Comment 17 guimarcalsilva 2018-08-02 15:51:00 UTC
If I execute "modprobe -r i2c_hid" and "modprobe -f i2c_hid" the following shows up in dmesg (tried several times, doesn't work):

[ 7869.023842] i2c_designware i2c_designware.0: controller timed out
[ 7869.053169] i2c_designware i2c_designware.0: timeout in disabling adapter
[ 7869.053181] hid (null): reading report descriptor failed
[ 7869.053192] i2c_hid i2c-ELAN0501:00: can't add hid device: -5
[ 7869.053322] i2c_hid: probe of i2c-ELAN0501:00 failed with error -5
[ 7870.845461] i2c_designware i2c_designware.0: timeout in disabling adapter
[ 7934.239998] i2c_designware i2c_designware.0: controller timed out
[ 7934.269769] i2c_designware i2c_designware.0: timeout in disabling adapter
[ 7934.269781] hid (null): reading report descriptor failed
[ 7934.269792] i2c_hid i2c-ELAN0501:00: can't add hid device: -5
[ 7934.269992] i2c_hid: probe of i2c-ELAN0501:00 failed with error -5
[ 7935.837163] i2c_designware i2c_designware.0: timeout in disabling adapter
[ 7956.607886] i2c_designware i2c_designware.0: controller timed out
[ 7956.637430] i2c_designware i2c_designware.0: timeout in disabling adapter
[ 7956.637442] hid (null): reading report descriptor failed
[ 7956.637453] i2c_hid i2c-ELAN0501:00: can't add hid device: -5
[ 7956.637662] i2c_hid: probe of i2c-ELAN0501:00 failed with error -5
[ 7957.853402] i2c_designware i2c_designware.0: timeout in disabling adapter
[ 7968.314580] i2c_hid: module_layout: kernel tainted.
[ 7968.314582] Disabling lock debugging due to kernel taint
[ 7968.314639] i2c_hid: module verification failed: signature and/or required key missing - tainting kernel
[ 7970.431926] i2c_designware i2c_designware.0: controller timed out
[ 7970.463044] i2c_designware i2c_designware.0: timeout in disabling adapter
[ 7970.463059] hid (null): reading report descriptor failed
[ 7970.463071] i2c_hid i2c-ELAN0501:00: can't add hid device: -5
[ 7970.463289] i2c_hid: probe of i2c-ELAN0501:00 failed with error -5
[ 7971.870741] i2c_designware i2c_designware.0: timeout in disabling adapter
Comment 18 guimarcalsilva 2021-04-24 19:34:52 UTC
Sorry to revive such an old bug but in the past few days I've been using the same laptop again and the same thing happened. I used the command "journalctl --since "2021-04-24 16:20" | grep i2c" and this line from the time the bug happened could indicate something:

i2c_hid i2c-ELAN0501:00: i2c_hid_get_input: IRQ triggered but there's no data

I'm on kernel 5.4.0-72-generic using KDE Neon with Ubuntu 20.04LTS as a base.


Please note I'm only reporting this now due to the possibility of this bug affecting more people, so it's mostly for informative purposes, as this laptop is in it's last legs anyway.
Comment 19 guimarcalsilva 2023-02-27 00:32:15 UTC
I found a workaround for this bug.

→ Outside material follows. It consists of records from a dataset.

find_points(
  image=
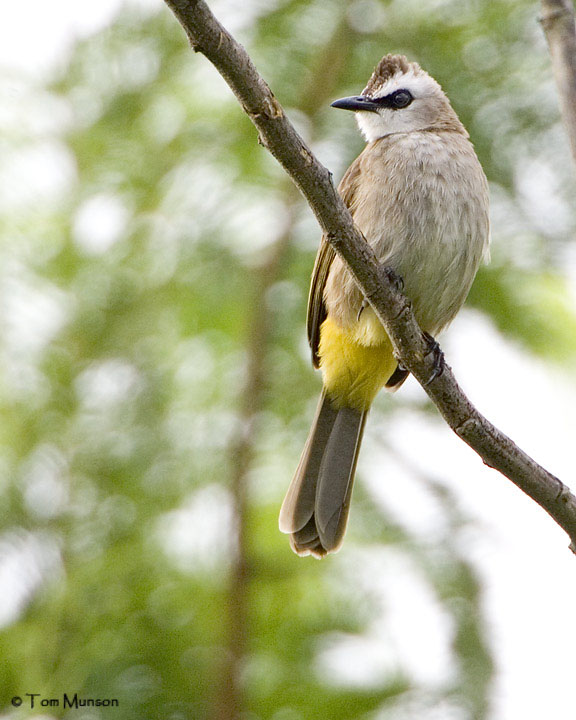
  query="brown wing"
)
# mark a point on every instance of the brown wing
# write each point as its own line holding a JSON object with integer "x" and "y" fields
{"x": 316, "y": 306}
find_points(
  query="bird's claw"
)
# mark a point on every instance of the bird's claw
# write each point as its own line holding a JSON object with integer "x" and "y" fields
{"x": 439, "y": 362}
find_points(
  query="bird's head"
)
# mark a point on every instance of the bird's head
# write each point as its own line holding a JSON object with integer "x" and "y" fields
{"x": 400, "y": 97}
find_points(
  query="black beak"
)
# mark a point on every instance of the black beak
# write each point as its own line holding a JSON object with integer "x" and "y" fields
{"x": 357, "y": 102}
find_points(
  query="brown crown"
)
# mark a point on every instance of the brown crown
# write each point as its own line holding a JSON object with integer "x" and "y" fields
{"x": 387, "y": 68}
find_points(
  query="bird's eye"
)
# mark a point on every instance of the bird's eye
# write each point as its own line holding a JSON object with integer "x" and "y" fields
{"x": 401, "y": 98}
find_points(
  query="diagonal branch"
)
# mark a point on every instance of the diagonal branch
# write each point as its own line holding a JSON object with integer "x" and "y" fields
{"x": 277, "y": 134}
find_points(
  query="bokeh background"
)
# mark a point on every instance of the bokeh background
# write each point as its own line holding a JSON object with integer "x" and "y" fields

I'll post it here if someone else suffers from the same problem in the future:

On the UEFI setup, change the touchpad from Advanced to Basic mode. Acer laptops, like the one where I experienced this bug (Aspire F5-573 series), have this option.

On my particular laptop, this created another problem: sometimes the CPU would be flooded with IRQs and would run at 100% load, mostly while playing games or doing anything with 3D.

To fix that, blacklist the intel_lpss_pci module:

Add the file /etc/modprobe.d/lpss.conf with the following line: 

blacklist intel_lpss_pci

This will fix the high CPU usage problem and the touchpad will work fine this way. Please note that if you keep the touchpad in Advanced mode it will stop working if you blacklist that module. Only do this if your BIOS allows changing it to Basic. Also note that if you dual boot with Windows, the touchpad will lose some functionalities there.